3/4/2015 12:59

O homem que estuda

Soará incompreensível aos palpiteiros do futuro a falta de Tite na seleção

O homem que estuda
O Corinthians de Tite pode levar a Libertadores, ou não. Abro à moda caetana para negar qualquer presunção de profecia. Fico com o fato: em menos de quatro meses, o treinador gaúcho transformou uma equipe travada, de passe e passo penosos, em um time de fluxo e toque fluidos. As peças são quase as mesmas de Mano Menezes, mas o resultado por assim dizer artístico difere do anterior como uma escultura de um peso de porta.

O Corinthians de Mano, de cinco meses atrás, tinha valor de uso – funcionava, e só. O Corinthians de Tite tem lampejos de time melhor do que o de 2012, ano da Libertadores e do Mundial. Vendo os quatro duelos alvinegros na Libertadores deste ano, não pude evitar a impressão de que talvez esse Corinthians aproveite a oportunidade desperdiçada por outros grandes esquadrões da América, como o Flamengo de 1981, e volte ao topo depois de um hiato, com elementos de uma mesma geração. Interessa-me à vera, entretanto, outra coisa: campeão ou não, sorte ou azar, o grupo na mão de Tite já joga um futebol em sintonia com o que se vê nas melhores ligas internacionais.
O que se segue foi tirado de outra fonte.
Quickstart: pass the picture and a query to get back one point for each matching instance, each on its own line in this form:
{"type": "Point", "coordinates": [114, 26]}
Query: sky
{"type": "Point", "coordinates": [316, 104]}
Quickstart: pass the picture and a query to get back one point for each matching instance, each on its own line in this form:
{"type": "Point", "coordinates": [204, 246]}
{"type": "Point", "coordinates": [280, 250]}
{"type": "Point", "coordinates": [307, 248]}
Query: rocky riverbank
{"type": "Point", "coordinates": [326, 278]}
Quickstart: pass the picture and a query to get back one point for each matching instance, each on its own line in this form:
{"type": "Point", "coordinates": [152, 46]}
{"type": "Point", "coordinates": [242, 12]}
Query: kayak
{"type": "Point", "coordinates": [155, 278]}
Testei essa ideia no Twitter um pouco depois da vitória corintiana sobre o Danubio, do Uruguai. Provoquei com a conjectura: este Corinthians brigaria por vaga na Champions League em qualquer liga do Big 5 na Europa (Inglaterra, Espanha, Alemanha, França e Itália). Ao lançar essa, pensava em Tottenham, Sevilla, Bayer Leverkusen, Saint-Étienne e Lazio. Quem quis leu "Corinthians = Bayern de Munique" ou "Corinthians = Campeão da Libertadores" – pura maldade, quem mandou cair na selva? Tite faz seu time jogar à altura do que exige o futebol global, e isso me basta para exaltar o trabalho dele.

Em entrevista recente ao Globoesporte, o treinador do Corinthians encerrou assim uma resposta sobre a possibilidade de dirigir a seleção brasileira:

Tomara que eu não ouça mais nenhuma vez das pessoas que o importante é vencer. Isso uma criança de três anos sabe. Que fiquem atentas ao processo, à construção, que elas fiquem atentas a tudo que se possa fazer para que possamos vencer.

Essa é a chave. Guardiola, Ancelotti, Mourinho, Klopp, Simeone, Pellegrini, Conte, Sabella e Bielsa são, mais do que vencedores, treinadores de construção. Cada um ergue à sua maneira uma pequena escola, olhando para o outro, investigando o que se passa "lá fora", seja lá qual for o "dentro" da equação. Vejo em Tite o potencial para participar desta troca.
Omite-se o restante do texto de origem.